Document Order Summarizer:
- Three different document orders for evaluating performance: Top, Bottom, Random
- Results in Table 3 from various LLMs (GPT-4o, Claude3, Opus, Gemini) based on document order.
Position Bias Sensitivity:
- Full Context Experiment Results: Documents in Haystack ordered arbitrarily, relevant ones found at top, middle, and bottom portions (Table 2)
- Prior Work: Models exhibit position bias, focusing on extremities of context window (Huang et al., 2023; Chang et al., 2023; Chen et al., 2023b; Ravaut et al., 2023)
- Position Bias Experiment: SummHay framework used to study position bias (Table 3)
- Top three models ran on sorted Haystacks with relevant docs at Top or Bottom of context window
- All models exhibit position bias: GPT-4o and Claude3 Opus favor bottom, Gemini-1.5-pro top
- Position Sensitivity Score: Maximum absolute difference in Joint Score between Random ordering and Top/Bottom conditions (future systems should aim for minimal sensitivity)
Discussion
Quality Control:
- Data pipeline details: insight verification, inclusion checks (Section 3.2 & Appendix A.1)
- Preventing overlap, ensuring insights presence
- Errors may occur due to LLMs in data synthesis
- Human performance simplified setting vs Oracle setting
Assumptions in Data Synthesis:
- Independent document generation: no dependencies or cross-references
- Realistic assumptions can increase difficulty and improve accuracy (future work)

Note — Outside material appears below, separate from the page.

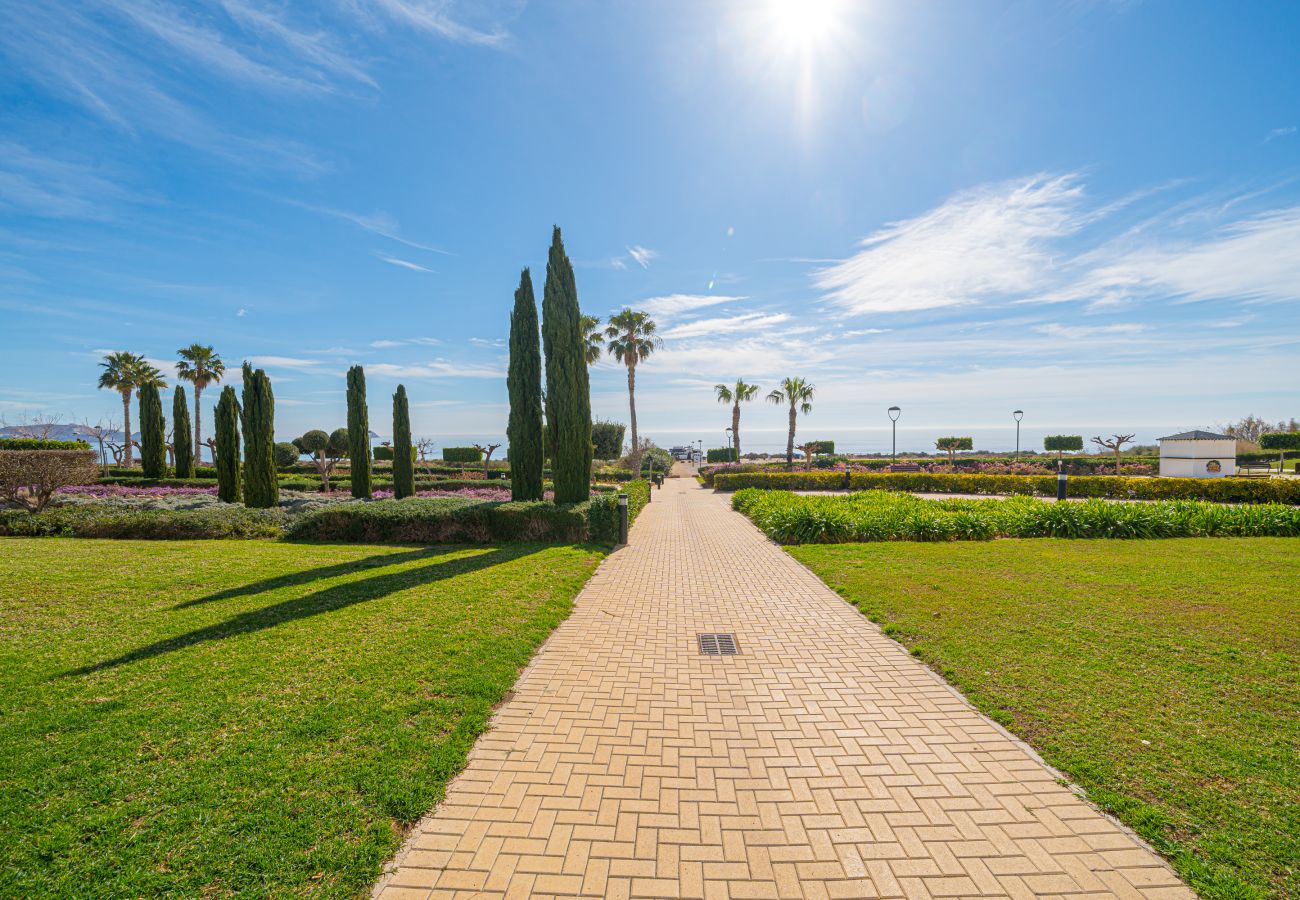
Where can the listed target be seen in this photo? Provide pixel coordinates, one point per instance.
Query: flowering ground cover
(1160, 675)
(263, 721)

Controlling for Verbosity:
- Specifying desired number of insights
- Longer summaries may result in higher coverage
- More difficult task without controlling verbosity
- Trade-offs between verbosity, human preference, and overall scores for future study
Evaluation Metrics:
- Room for improvement in coverage and linking evaluation
- Gemini-1.5-pro: rate limit, more costly than GPT-4o (Appendix A.3)

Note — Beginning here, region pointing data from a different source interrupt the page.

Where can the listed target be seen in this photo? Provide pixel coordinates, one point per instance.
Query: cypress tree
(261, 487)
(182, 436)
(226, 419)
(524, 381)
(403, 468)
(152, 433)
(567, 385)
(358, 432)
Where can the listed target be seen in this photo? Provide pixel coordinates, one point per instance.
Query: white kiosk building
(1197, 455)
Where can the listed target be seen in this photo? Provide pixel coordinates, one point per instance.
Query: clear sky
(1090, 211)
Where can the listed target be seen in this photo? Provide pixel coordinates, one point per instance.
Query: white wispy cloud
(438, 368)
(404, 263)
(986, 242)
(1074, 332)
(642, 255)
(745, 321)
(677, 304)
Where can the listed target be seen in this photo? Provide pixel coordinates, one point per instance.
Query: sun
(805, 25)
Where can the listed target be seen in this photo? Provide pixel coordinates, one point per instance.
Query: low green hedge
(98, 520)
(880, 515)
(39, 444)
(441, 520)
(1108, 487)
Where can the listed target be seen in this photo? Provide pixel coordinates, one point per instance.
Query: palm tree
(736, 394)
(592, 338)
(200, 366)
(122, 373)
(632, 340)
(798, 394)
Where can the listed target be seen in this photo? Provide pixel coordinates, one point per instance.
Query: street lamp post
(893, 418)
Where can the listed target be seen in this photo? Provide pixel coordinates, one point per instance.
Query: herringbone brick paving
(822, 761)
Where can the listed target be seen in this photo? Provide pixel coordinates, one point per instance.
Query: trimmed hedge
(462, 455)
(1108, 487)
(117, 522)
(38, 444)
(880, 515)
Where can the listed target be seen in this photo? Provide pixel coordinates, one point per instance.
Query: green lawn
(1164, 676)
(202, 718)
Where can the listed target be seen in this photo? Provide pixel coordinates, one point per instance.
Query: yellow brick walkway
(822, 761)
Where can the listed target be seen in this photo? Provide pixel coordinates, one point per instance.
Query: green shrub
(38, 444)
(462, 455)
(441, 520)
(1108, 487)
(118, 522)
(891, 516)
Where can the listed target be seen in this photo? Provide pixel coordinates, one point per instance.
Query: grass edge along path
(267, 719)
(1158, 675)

- Chen and Eger (2023), Liu et al. (2023): untested non-LLM based NLI metrics
- Potential improvement in future studies with different evaluation methods
Model Choice:
- Closed-source models generally outperform open-sourced models, but performance comparison task-dependent (Chen et al., 2023a)

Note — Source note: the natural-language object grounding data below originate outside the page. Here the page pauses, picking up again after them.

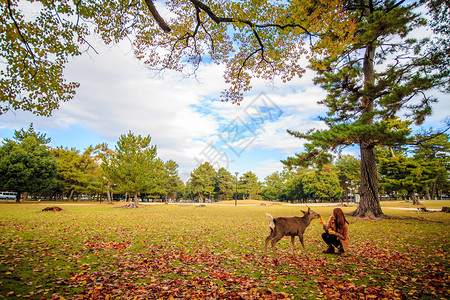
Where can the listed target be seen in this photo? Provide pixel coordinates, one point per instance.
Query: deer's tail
(271, 222)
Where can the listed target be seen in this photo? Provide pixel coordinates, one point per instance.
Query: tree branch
(157, 16)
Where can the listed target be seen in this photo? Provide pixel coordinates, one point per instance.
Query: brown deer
(292, 226)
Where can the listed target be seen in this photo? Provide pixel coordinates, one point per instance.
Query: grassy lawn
(98, 251)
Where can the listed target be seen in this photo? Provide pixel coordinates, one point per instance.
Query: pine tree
(380, 76)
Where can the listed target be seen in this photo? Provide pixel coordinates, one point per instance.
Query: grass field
(98, 251)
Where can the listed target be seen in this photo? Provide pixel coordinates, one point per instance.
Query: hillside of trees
(133, 171)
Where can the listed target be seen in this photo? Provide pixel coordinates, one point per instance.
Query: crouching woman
(336, 233)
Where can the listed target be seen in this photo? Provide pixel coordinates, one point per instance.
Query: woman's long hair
(339, 219)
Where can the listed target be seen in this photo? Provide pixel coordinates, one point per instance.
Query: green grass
(180, 251)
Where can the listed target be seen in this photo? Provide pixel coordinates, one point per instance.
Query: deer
(288, 226)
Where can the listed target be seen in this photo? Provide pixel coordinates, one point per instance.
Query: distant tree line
(133, 171)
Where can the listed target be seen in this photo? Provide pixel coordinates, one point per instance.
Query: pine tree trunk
(369, 204)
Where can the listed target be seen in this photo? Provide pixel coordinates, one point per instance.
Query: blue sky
(184, 116)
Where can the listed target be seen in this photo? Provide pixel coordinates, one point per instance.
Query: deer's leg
(268, 239)
(274, 241)
(300, 237)
(293, 247)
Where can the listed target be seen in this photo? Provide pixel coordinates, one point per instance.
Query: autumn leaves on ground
(214, 252)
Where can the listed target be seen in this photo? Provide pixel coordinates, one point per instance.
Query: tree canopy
(260, 38)
(27, 165)
(382, 76)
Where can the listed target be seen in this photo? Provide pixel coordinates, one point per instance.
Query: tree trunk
(369, 204)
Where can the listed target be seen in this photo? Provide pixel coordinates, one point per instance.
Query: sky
(185, 117)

- Exclusion of high-performing open-sourced models due to minimal context window for RAG experiments
- Balancing reduction of input size and feasibility of the task with up to 15k tokens in RAG setting.
Conclusion
- Introduced SummHay benchmark task to assess long-context LLMs and RAG systems ability to precisely summarize large sets of documents
- Reveals current models struggle with this task, even in oracle document settings
- Believes SummHay provides a robust framework for evaluating long-context systems and driving progress towards human performance
Ethical Considerations
- Project reflects English-speaking culture and may contain biases from datasets used
- Ensured fair compensation, communication, pace, and ability to quit for professional annotators
- Verified all datasets and models are publicly released with proper permission for research use.